Rückblick 2024: Warum Coldplay auf dem Holzweg sind

Coldplay wollen offenbar mit „Lalalas“ die Welt vereinen. Fallen Chris Martin keine Texte mehr ein?

Jemand hat sich die Mühe gemacht zu zählen, wie viele „Lalalas“ auf dem neuen Coldplay-Album, „Moon Music“, vorkommen. Es sind 384. Die meisten in „Good Feelings“ (110), „One World“ (95) und „We Pray“ (84).

Allein die Songtitel verraten ja schon Chris Martins Ansinnen: Er möchte, dass es uns gut geht, wir uns in Liebe und Frieden vereinen und eine bessere Welt schaffen. Total dafür! Aber seine Behauptung, all die „Lalalas“ seien bewusste Leerstellen, die das Publikum bei den Konzerten auffüllen darf – sorry, das ist doch eine lahme Ausrede von jemandem, der sich keine sinnvollen Texte mehr ausdenken kann.

Natürlich singen alle bei Konzerten gern mit, es ist das Schönste, sich mit Tausenden von anderen Fans zu verbinden und dieses Gemeinschaftsgefühl zu spüren – aber Bono, Bruce Springsteen, Michael Stipe: denen ist es trotzdem immer gelungen, sich ein paar leicht mitsingbare Zeilen dafür auszudenken.

Coldplay wollen nur noch Karaoke-Band sein

Coldplay haben sich also vom Anspruch, Kunst zu erschaffen, endgültig verabschiedet. Sie liefern nur noch Mitmachmaterial. Das unterscheidet sie von den anderen Live-Giganten dieser Tage. Man muss Taylor Swifts Texte nicht mögen, aber sie schreibt immerhin welche. Und Adele hat bei ihren zehn Mega-Konzerten in München gezeigt, wie man selbst auf so einer Riesenbühne den Fokus eindeutig auf die Musik legen kann, nicht auf das Brimborium drum herum. (Die Umweltverschmutzung, die solche Pop-up-Stadien mit sich bringen, sollte allerdings nicht verschwiegen werden, und über die horrenden Ticketpreise haben wir ja schon häufiger berichtet – auch da ist es also noch ein weiter Weg zur Weltverbesserung.)

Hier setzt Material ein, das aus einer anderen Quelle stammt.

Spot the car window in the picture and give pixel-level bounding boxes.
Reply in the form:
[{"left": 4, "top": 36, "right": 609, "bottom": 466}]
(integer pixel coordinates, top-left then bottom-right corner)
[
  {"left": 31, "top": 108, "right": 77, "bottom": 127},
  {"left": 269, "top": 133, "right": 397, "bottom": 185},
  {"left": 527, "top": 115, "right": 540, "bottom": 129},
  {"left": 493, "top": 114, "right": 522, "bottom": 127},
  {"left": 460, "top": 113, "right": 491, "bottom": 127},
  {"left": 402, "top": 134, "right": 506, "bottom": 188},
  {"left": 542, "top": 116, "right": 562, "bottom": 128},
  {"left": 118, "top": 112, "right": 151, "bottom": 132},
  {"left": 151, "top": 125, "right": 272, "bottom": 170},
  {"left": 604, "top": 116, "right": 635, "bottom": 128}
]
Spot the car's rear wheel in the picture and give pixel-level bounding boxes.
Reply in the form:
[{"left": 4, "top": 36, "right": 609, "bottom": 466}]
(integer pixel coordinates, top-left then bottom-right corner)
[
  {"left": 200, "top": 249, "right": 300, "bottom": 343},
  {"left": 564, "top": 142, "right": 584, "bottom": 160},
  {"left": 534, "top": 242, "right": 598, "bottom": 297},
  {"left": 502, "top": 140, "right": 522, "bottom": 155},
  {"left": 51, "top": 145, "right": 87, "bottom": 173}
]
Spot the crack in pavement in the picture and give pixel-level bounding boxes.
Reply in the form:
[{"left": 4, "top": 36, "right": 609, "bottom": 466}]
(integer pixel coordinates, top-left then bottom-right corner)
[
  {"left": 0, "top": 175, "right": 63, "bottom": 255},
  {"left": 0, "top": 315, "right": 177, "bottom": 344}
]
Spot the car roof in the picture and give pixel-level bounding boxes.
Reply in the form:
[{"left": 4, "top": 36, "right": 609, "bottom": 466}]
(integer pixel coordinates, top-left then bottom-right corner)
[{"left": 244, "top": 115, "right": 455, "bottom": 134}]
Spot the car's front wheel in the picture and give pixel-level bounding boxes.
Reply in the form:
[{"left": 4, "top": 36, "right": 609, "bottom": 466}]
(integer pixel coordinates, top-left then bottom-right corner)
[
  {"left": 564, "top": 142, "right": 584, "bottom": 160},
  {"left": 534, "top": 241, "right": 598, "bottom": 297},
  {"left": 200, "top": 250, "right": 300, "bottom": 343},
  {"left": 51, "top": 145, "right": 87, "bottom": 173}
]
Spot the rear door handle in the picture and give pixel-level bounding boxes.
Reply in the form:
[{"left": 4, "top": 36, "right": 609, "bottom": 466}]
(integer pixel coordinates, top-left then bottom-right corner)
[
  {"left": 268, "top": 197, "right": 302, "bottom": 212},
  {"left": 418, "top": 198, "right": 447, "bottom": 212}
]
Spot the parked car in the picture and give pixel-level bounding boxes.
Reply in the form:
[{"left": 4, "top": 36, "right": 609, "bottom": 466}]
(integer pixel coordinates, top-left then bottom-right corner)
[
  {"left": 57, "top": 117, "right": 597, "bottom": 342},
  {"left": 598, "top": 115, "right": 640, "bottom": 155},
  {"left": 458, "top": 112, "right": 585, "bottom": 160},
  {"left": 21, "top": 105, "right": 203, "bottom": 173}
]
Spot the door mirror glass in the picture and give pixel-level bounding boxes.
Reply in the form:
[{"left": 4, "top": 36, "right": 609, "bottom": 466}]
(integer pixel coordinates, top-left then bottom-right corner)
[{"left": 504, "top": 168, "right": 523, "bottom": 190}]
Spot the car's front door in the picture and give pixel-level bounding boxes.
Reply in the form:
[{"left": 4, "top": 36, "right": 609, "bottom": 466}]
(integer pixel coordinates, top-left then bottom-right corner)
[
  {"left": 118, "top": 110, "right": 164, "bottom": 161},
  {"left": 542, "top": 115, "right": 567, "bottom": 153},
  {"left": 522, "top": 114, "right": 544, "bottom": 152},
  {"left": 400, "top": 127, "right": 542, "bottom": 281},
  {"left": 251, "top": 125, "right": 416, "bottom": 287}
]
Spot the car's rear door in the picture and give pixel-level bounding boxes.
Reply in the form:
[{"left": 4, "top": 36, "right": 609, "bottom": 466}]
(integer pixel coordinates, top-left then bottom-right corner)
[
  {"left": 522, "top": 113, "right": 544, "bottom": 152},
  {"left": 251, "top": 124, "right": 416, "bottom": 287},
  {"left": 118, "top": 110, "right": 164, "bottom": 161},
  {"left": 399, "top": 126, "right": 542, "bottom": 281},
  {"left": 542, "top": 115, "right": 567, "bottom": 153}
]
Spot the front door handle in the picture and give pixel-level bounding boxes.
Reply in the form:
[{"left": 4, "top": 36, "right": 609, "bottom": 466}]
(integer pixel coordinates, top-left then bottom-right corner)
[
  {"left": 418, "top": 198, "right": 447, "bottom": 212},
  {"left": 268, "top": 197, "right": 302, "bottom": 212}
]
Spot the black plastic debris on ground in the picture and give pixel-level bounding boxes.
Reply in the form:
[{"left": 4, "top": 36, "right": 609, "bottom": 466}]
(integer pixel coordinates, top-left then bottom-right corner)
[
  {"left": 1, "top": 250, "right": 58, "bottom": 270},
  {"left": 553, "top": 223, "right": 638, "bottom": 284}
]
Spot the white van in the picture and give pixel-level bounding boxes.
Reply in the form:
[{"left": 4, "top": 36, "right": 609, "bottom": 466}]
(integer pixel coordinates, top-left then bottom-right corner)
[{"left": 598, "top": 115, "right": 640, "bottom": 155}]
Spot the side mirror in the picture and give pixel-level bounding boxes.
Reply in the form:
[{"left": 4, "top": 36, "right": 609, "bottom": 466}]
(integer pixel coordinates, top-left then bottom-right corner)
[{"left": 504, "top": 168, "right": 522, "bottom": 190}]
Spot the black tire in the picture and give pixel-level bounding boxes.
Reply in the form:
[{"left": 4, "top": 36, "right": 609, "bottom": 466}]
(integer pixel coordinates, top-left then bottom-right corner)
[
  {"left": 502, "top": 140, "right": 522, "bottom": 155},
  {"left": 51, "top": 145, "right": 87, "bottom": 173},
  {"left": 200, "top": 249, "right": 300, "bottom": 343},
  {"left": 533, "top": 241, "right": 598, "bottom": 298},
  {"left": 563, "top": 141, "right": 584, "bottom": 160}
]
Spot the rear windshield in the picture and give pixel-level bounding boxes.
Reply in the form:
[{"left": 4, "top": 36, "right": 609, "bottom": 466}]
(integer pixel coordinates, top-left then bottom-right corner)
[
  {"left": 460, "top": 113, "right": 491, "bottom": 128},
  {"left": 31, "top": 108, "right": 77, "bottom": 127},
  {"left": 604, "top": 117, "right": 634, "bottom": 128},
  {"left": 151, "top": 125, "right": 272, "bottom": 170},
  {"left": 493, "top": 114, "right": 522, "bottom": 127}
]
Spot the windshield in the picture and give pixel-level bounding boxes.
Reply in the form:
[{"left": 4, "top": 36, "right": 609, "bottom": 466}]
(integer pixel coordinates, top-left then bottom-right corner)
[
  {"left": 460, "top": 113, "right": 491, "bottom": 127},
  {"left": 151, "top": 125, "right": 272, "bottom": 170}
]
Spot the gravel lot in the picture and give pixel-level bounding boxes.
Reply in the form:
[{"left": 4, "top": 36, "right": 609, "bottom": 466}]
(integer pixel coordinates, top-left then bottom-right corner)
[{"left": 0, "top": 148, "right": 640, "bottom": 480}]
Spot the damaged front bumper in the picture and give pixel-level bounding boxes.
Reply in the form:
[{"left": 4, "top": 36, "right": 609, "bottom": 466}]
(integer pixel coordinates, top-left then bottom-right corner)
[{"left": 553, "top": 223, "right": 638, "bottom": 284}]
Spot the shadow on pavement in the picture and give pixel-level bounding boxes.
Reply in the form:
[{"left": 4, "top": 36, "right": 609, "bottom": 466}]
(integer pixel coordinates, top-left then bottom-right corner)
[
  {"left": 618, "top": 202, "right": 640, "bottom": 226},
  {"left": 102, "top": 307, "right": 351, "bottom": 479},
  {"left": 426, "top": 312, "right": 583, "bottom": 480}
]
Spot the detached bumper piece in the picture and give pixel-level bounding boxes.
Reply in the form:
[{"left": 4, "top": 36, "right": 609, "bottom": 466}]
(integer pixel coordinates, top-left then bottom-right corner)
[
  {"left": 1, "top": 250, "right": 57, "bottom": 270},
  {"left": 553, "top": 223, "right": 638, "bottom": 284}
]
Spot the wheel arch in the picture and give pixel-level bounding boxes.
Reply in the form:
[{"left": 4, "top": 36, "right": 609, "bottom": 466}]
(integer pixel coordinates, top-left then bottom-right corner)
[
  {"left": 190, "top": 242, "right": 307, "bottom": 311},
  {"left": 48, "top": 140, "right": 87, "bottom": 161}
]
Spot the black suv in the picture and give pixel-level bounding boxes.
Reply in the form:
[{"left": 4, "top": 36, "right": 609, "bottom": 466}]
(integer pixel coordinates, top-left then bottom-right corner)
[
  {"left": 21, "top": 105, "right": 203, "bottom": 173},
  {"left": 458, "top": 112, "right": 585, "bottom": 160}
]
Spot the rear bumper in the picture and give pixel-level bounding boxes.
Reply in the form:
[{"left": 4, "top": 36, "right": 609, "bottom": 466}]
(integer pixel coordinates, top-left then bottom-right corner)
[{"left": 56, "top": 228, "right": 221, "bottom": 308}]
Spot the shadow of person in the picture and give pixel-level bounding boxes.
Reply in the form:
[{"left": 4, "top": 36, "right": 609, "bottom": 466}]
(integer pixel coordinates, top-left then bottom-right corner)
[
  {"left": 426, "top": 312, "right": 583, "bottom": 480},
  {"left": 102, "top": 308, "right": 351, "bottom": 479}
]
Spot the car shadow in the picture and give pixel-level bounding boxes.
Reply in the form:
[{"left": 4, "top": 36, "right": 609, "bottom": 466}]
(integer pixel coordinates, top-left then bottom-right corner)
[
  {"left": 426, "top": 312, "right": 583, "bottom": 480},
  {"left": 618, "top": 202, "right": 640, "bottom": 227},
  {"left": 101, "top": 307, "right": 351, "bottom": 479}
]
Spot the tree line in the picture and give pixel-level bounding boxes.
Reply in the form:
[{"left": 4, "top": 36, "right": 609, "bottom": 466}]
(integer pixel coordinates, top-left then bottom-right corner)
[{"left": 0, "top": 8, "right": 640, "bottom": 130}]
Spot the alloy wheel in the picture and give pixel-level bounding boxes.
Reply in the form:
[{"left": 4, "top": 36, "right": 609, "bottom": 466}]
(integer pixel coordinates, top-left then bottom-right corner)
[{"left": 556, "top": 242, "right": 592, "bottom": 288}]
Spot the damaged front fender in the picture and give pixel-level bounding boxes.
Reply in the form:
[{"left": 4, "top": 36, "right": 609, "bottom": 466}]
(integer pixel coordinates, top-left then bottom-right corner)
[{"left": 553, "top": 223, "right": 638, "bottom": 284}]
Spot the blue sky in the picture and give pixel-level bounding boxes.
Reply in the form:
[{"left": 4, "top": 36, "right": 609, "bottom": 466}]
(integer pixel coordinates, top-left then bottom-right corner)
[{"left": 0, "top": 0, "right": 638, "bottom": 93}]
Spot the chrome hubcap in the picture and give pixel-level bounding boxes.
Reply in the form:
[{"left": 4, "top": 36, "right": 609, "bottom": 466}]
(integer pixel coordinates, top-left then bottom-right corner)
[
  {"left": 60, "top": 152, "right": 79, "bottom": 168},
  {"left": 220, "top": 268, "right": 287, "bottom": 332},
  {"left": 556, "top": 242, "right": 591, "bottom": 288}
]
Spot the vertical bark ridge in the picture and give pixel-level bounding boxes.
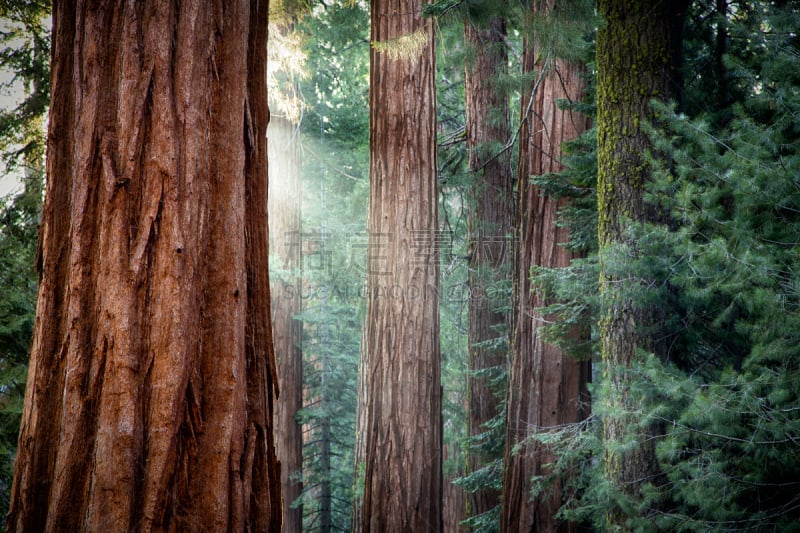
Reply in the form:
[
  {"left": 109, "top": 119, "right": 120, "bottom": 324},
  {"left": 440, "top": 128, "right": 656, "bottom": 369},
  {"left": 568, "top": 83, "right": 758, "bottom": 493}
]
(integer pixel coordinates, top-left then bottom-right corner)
[
  {"left": 464, "top": 17, "right": 513, "bottom": 516},
  {"left": 8, "top": 1, "right": 280, "bottom": 531},
  {"left": 362, "top": 0, "right": 442, "bottom": 532},
  {"left": 501, "top": 19, "right": 589, "bottom": 532}
]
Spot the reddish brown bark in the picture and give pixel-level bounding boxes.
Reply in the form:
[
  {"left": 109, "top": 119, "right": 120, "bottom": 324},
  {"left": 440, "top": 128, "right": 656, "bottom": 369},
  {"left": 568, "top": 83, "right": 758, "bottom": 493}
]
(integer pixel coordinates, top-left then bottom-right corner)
[
  {"left": 8, "top": 1, "right": 280, "bottom": 531},
  {"left": 501, "top": 31, "right": 589, "bottom": 532},
  {"left": 269, "top": 116, "right": 303, "bottom": 533},
  {"left": 464, "top": 18, "right": 513, "bottom": 516},
  {"left": 362, "top": 0, "right": 442, "bottom": 532}
]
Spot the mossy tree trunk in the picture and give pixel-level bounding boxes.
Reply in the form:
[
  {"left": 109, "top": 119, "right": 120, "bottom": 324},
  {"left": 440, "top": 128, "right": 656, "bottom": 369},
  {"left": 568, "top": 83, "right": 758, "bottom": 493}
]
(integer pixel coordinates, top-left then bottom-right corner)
[
  {"left": 501, "top": 8, "right": 590, "bottom": 532},
  {"left": 8, "top": 1, "right": 281, "bottom": 532},
  {"left": 597, "top": 0, "right": 688, "bottom": 531},
  {"left": 464, "top": 17, "right": 513, "bottom": 516},
  {"left": 362, "top": 0, "right": 442, "bottom": 532}
]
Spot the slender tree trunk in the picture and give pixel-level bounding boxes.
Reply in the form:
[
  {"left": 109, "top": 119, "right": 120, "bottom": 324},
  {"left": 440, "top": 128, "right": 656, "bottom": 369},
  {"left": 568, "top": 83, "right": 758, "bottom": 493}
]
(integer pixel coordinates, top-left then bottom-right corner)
[
  {"left": 8, "top": 1, "right": 280, "bottom": 532},
  {"left": 597, "top": 0, "right": 688, "bottom": 531},
  {"left": 268, "top": 116, "right": 303, "bottom": 533},
  {"left": 464, "top": 14, "right": 512, "bottom": 516},
  {"left": 501, "top": 4, "right": 590, "bottom": 532},
  {"left": 362, "top": 0, "right": 442, "bottom": 532}
]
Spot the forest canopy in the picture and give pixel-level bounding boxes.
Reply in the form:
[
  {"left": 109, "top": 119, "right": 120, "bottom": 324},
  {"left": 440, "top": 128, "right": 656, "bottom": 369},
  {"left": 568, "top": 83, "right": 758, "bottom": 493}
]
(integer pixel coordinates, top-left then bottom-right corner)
[{"left": 0, "top": 0, "right": 800, "bottom": 532}]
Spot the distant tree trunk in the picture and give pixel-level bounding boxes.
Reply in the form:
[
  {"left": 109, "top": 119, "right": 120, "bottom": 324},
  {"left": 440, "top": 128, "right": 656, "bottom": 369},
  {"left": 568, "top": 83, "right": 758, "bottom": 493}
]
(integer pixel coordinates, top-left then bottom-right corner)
[
  {"left": 464, "top": 17, "right": 512, "bottom": 516},
  {"left": 351, "top": 322, "right": 369, "bottom": 531},
  {"left": 362, "top": 0, "right": 442, "bottom": 532},
  {"left": 268, "top": 115, "right": 303, "bottom": 533},
  {"left": 442, "top": 441, "right": 469, "bottom": 533},
  {"left": 597, "top": 0, "right": 688, "bottom": 531},
  {"left": 501, "top": 6, "right": 590, "bottom": 532},
  {"left": 8, "top": 1, "right": 281, "bottom": 532}
]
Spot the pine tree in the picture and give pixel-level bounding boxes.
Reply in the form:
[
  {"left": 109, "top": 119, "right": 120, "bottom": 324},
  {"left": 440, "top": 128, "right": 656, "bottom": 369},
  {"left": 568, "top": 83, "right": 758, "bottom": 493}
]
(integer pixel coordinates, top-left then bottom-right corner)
[
  {"left": 597, "top": 1, "right": 686, "bottom": 530},
  {"left": 501, "top": 2, "right": 590, "bottom": 531}
]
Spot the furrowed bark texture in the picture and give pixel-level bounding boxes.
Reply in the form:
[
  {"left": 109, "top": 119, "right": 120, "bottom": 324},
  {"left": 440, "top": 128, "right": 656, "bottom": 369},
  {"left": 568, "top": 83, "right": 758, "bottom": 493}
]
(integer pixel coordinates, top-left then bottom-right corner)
[
  {"left": 362, "top": 0, "right": 442, "bottom": 532},
  {"left": 464, "top": 18, "right": 513, "bottom": 516},
  {"left": 501, "top": 45, "right": 590, "bottom": 532},
  {"left": 268, "top": 116, "right": 303, "bottom": 533},
  {"left": 597, "top": 0, "right": 688, "bottom": 531},
  {"left": 8, "top": 1, "right": 280, "bottom": 532}
]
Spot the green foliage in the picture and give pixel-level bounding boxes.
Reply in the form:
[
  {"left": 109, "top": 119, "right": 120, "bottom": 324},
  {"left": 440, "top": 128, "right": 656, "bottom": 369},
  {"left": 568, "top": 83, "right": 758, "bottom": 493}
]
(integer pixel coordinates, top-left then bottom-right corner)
[
  {"left": 0, "top": 0, "right": 50, "bottom": 169},
  {"left": 536, "top": 3, "right": 800, "bottom": 531},
  {"left": 0, "top": 1, "right": 50, "bottom": 516},
  {"left": 0, "top": 176, "right": 42, "bottom": 516}
]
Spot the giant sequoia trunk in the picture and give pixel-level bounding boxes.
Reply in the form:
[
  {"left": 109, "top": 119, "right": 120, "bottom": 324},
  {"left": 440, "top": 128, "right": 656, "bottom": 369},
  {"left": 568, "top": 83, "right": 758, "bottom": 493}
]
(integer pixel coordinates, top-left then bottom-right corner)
[
  {"left": 269, "top": 116, "right": 303, "bottom": 533},
  {"left": 362, "top": 0, "right": 442, "bottom": 532},
  {"left": 501, "top": 39, "right": 589, "bottom": 532},
  {"left": 464, "top": 18, "right": 512, "bottom": 516},
  {"left": 8, "top": 0, "right": 280, "bottom": 532},
  {"left": 597, "top": 0, "right": 688, "bottom": 531}
]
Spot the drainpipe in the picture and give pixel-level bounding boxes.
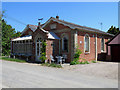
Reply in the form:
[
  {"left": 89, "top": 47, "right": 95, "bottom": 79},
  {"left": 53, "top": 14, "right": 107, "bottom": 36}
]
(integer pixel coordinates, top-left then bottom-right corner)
[{"left": 95, "top": 34, "right": 97, "bottom": 61}]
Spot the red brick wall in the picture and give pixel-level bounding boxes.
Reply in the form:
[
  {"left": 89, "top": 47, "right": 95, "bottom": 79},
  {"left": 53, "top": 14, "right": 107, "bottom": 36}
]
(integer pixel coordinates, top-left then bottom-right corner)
[{"left": 46, "top": 40, "right": 53, "bottom": 60}]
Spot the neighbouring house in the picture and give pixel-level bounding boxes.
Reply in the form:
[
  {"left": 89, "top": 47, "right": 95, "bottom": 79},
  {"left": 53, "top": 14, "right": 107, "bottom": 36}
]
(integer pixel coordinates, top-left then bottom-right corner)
[
  {"left": 11, "top": 16, "right": 114, "bottom": 63},
  {"left": 106, "top": 31, "right": 120, "bottom": 62}
]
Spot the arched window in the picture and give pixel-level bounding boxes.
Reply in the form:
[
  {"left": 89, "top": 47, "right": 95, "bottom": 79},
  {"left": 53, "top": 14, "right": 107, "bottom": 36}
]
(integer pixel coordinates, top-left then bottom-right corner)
[
  {"left": 62, "top": 35, "right": 68, "bottom": 52},
  {"left": 101, "top": 38, "right": 104, "bottom": 52},
  {"left": 84, "top": 34, "right": 90, "bottom": 53}
]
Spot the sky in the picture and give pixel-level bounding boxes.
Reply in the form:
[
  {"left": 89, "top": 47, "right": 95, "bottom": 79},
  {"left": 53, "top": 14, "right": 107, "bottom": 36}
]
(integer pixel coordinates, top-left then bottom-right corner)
[{"left": 2, "top": 2, "right": 118, "bottom": 32}]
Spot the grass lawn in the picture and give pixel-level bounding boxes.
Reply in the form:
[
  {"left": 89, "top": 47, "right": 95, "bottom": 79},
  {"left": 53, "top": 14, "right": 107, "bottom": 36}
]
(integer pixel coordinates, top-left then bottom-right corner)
[{"left": 0, "top": 57, "right": 26, "bottom": 63}]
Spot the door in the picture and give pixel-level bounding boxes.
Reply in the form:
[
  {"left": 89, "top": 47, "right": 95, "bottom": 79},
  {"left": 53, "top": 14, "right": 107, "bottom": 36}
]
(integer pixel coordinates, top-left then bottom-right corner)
[
  {"left": 111, "top": 45, "right": 120, "bottom": 62},
  {"left": 36, "top": 38, "right": 42, "bottom": 61}
]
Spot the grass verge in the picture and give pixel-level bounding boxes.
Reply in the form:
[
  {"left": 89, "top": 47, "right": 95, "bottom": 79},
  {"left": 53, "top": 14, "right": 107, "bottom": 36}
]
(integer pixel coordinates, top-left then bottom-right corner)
[
  {"left": 1, "top": 57, "right": 26, "bottom": 63},
  {"left": 41, "top": 63, "right": 62, "bottom": 68}
]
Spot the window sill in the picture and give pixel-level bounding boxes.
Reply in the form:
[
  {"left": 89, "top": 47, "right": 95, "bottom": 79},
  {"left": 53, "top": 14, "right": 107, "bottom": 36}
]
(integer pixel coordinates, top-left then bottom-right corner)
[{"left": 85, "top": 52, "right": 90, "bottom": 54}]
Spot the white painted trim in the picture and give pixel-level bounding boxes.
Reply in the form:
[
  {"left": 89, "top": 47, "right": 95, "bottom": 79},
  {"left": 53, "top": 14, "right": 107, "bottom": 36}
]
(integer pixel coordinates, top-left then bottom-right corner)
[
  {"left": 84, "top": 34, "right": 90, "bottom": 53},
  {"left": 21, "top": 26, "right": 28, "bottom": 35}
]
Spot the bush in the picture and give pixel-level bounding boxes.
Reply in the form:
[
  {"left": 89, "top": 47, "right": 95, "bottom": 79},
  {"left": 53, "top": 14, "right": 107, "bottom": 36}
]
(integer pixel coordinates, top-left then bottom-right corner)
[{"left": 39, "top": 41, "right": 47, "bottom": 63}]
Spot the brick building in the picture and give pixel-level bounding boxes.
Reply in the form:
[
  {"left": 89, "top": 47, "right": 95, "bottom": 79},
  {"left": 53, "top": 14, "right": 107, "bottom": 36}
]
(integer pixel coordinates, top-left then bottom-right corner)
[{"left": 11, "top": 16, "right": 113, "bottom": 62}]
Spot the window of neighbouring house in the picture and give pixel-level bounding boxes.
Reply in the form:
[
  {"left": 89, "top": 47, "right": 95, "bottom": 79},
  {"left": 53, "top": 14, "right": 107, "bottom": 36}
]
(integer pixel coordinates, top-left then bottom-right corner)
[
  {"left": 84, "top": 34, "right": 90, "bottom": 53},
  {"left": 101, "top": 38, "right": 104, "bottom": 52},
  {"left": 62, "top": 36, "right": 68, "bottom": 52}
]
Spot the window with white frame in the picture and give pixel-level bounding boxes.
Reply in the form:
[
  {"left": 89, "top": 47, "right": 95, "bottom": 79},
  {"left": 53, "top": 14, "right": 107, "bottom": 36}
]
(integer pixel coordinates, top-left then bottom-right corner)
[
  {"left": 62, "top": 36, "right": 68, "bottom": 52},
  {"left": 50, "top": 24, "right": 56, "bottom": 29},
  {"left": 101, "top": 38, "right": 104, "bottom": 52},
  {"left": 84, "top": 34, "right": 90, "bottom": 52}
]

Wenn Chris Martin seine Auftritte jetzt nur noch als Großereignisse für die ganze Familie sieht (die danach freilich arm ist), als Happenings, in denen er keine entscheidende Rolle mehr spielt: Warum lässt er dann nicht gleich billige Avatare um die Welt reisen, für die es gar keinen CO2-Ausgleich braucht? Diese angebliche Bescheidenheit ist doch Quatsch: Natürlich wollen wir Rockstars auf der Bühne sehen, wir wollen Menschen bejubeln, die uns wunderbare Musik schenken und im besten Fall auch noch etwas Hofnung in diesen Zeiten. Dafür müssen sie nicht so tun, als wären sie auf Augenhöhe mit dem Publikum – als Menschen sind sie das natürlich, als Performer nicht.

Da ist es im Vergleich ja fast angenehm, sich jetzt schon die Oasis-Reunion-Konzerte 2025 vorzustellen: Liam Gallagher wird arrogant wie eh und je hinterm Mikrofon stehen, Noel unbeteiligt daneben. Keine Konfettikanonen, kein oberfächliches Kuschelgefühl. Ein paar „Lalalas“ haben Oasis allerdings auch (in „All Around The World“ und „I’m Outta
Time“ zum Beispiel). Aber Noel Gallagher hat wenigstens nie behauptet, dass dahinter ein cleverer Gedanke steht. Ihm fällt manchmal einfach nichts anderes ein. Fair enough!